Conséquences immédiates pour les utilisateurs exigeants
Pas de panique : la 22.3 « Zena », sortie mi-janvier, reste supportée jusqu’en 2029 grâce à Ubuntu 24.04.3 LTS et son noyau 6.14. La prochaine grosse révision montera sur Ubuntu 26.04 LTS ; on passera donc directement d’un socle béton à un autre, sans mouture de transition tous les six mois. Les adeptes du « install-and-forget » applaudissent, ceux qui comptaient flasher deux fois par an leur SSD pour le fun râlent déjà.
Un futur LTS + rolling interne : le meilleur des deux mondes ?
Lefebvre parle d’un « OS complet », pas juste d’une surcouche verte. Ça signifie que les briques maison (Cinnamon, XApps, Update Manager) pourront évoluer en continu, pendant que le socle Ubuntu LTS assure la stabilité du kernel et des bibliothèques. En clair : les nouveautés arriveront par vagues dans le gestionnaire de logiciel libre Mint, sans qu’un ISO numéroté soit nécessaire. Moi, j’y vois la fin des « point releases » qui ne changent que le fond d’écran.
Reste la question qui fâche : comment tester ? L’équipe évoque des canaux bêta permanents, façon Firefox Nightly. Les power users compileront toujours en local, évidemment, mais Monsieur-Tout-le-Monde pourra goûter les nouveautés sans casser son environnement de prod. Si ça tient la route, ce modèle pourrait inspirer d’autres projets LTS enfermés dans leur goulot de six mois.
Ce que révèle l’annonce officielle de Clem
Dans le billet publié le 11 février, Clem assume qu’avec deux releases par an « on passe plus de temps à pousser l’ISO qu’à coder ». Il souligne aussi que les feedbacks utilisateurs arrivent trop tard : quand le bug critique tombe, l’équipe est déjà concentrée sur la prochaine release. En espaçant les deadlines, Mint espère pouvoir intégrer les retours, documenter proprement et affûter la QA. Moins de sprint, plus de qualité, c’est la promesse.

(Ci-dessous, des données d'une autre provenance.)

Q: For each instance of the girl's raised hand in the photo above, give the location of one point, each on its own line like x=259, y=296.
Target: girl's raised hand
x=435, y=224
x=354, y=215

Pourquoi ce choix résonne avec l’écosystème open source 2026
Fedora expérimente déjà ses sorties allongées, Ubuntu discute d’un LTS tous les quatre ans, même Microsoft parle de Windows 12 « perpetual ». Le buzzword du moment, c’est « in-place upgrade » : pas de réinstall, pas de perte de réglages. Linux Mint suit donc une tendance lourde tout en gardant son ADN logiciel libre et desktop-centric. J’y vois aussi une réponse à la montée des formats immuables type Silverblue ou NixOS, où l’ISO n’est qu’un snapshot.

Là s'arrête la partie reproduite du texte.